Studio album by Demons & Wizards
- Released: June 27, 2005
- Studio: Morrisound Studios
- Genre: Power metal, progressive metal
- Length: 49:26
- Label: Warner/Chapell & BG Publishing & Platinum Songs Unlimited
- Producer: Jim Morris with Schaffer and Kürsch

Demons & Wizards chronology
| Demons & Wizards (2000) | Touched by the Crimson King (2005) | III (2020) |

= Touched by the Crimson King =

Touched by the Crimson King is the second album by the power metal supergroup Demons and Wizards, released in June 2005. The album contains a cover of Led Zeppelin's "Immigrant Song". It was also released as a limited edition digipak in Europe with an alternate cover and four bonus tracks on a second disc. For the North American release, all fourteen songs appeared on one disc, which had the limited edition cover in the form of a sleeve around the jewel case.

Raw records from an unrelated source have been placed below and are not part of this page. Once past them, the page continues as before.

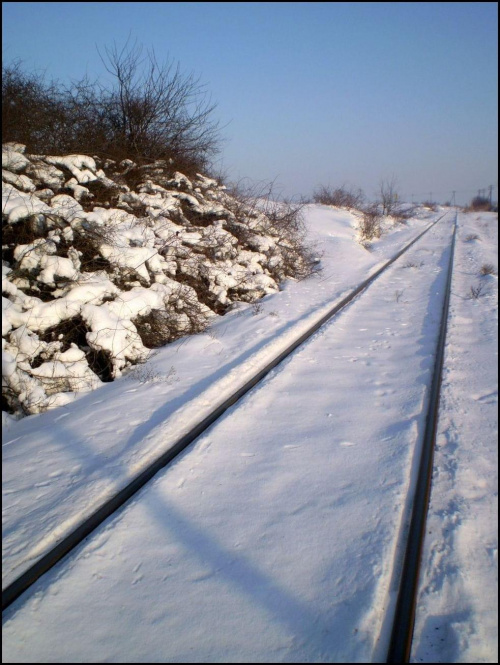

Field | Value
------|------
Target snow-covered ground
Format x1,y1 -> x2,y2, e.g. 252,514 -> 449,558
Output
3,206 -> 498,662
412,213 -> 498,663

The album appeared on the American Billboard charts on place 35.

Professional ratings
Review scores
| Source | Rating |
| AllMusic | Star Half star |

== Track listing ==

| No. | Title | Writer(s) | Length |
|---|---|---|---|
| 1. | "Crimson King" |  | 5:47 |
| 2. | "Beneath These Waves" |  | 5:11 |
| 3. | "Terror Train" |  | 4:45 |
| 4. | "Seize the Day" |  | 5:22 |
| 5. | "The Gunslinger" |  | 5:13 |
| 6. | "Love's Tragedy Asunder" |  | 5:26 |
| 7. | "Wicked Witch" |  | 3:32 |
| 8. | "Dorian" |  | 6:36 |
| 9. | "Down Where I Am" |  | 4:54 |
| 10. | "Immigrant Song" | Jimmy Page, Robert Plant | 2:28 |

Limited edition
| No. | Title | Length |
|---|---|---|
| 11. | "Lunar Lament" | 4:04 |
| 12. | "Wicked Witch" (slow version) | 3:57 |
| 13. | "Spatial Architects" | 5:46 |
| 14. | "Beneath These Waves" (edit) | 3:40 |

== Personnel ==
- Hansi Kürsch – vocals
- Jon Schaffer – lead, rhythm, and acoustic guitars, bass

- Guest musicians
- Bobby Jarzombek – drums and percussion
- Jim Morris – guitar solos and backing vocals
- Rubin Drake – bass and fretless bass guitar
- Howard Helm – piano and backing vocals
- Kathy Helm – backing vocals
- Tori Fuson – backing vocals
- Jesse Morris – backing vocals
- Krystyna Kolaczynski – cello

== Lyrical content ==
- "Crimson King" is a reference to the Crimson King, the main antagonist of The Dark Tower series. The song also strongly references Randall Flagg, one of the King's many servants. Hansi in an interview has also stated that the Crimson King is Satan.
- "The Gunslinger" is referring to Roland of Gilead, the protagonist of the Dark Tower series. The song refers mainly to the plot of the final book of the series.
- "Terror Train" is a reference to Blaine the Mono, from the third and fourth novels of the Dark Tower series.
- "Beneath These Waves" is based on Herman Melville's Moby Dick.
- "Seize the Day" is based on Tolkien's The Lord of the Rings.
- "Love's Tragedy Asunder" is about a man whose wife is terminally ill, and he assists her suicide, and ends up killing himself.
- "Wicked Witch" is about the Wicked Witch of the West from L. Frank Baum's The Wizard of Oz. It also refers Rhea from Dark Tower series who shows several similarities to Wicked Witch of the West.
- "Dorian" is about Oscar Wilde's novel The Picture of Dorian Gray.
- "Down Where I Am" is about a baby born with Down syndrome and the struggle of his father and the emotions going in and out of his mind.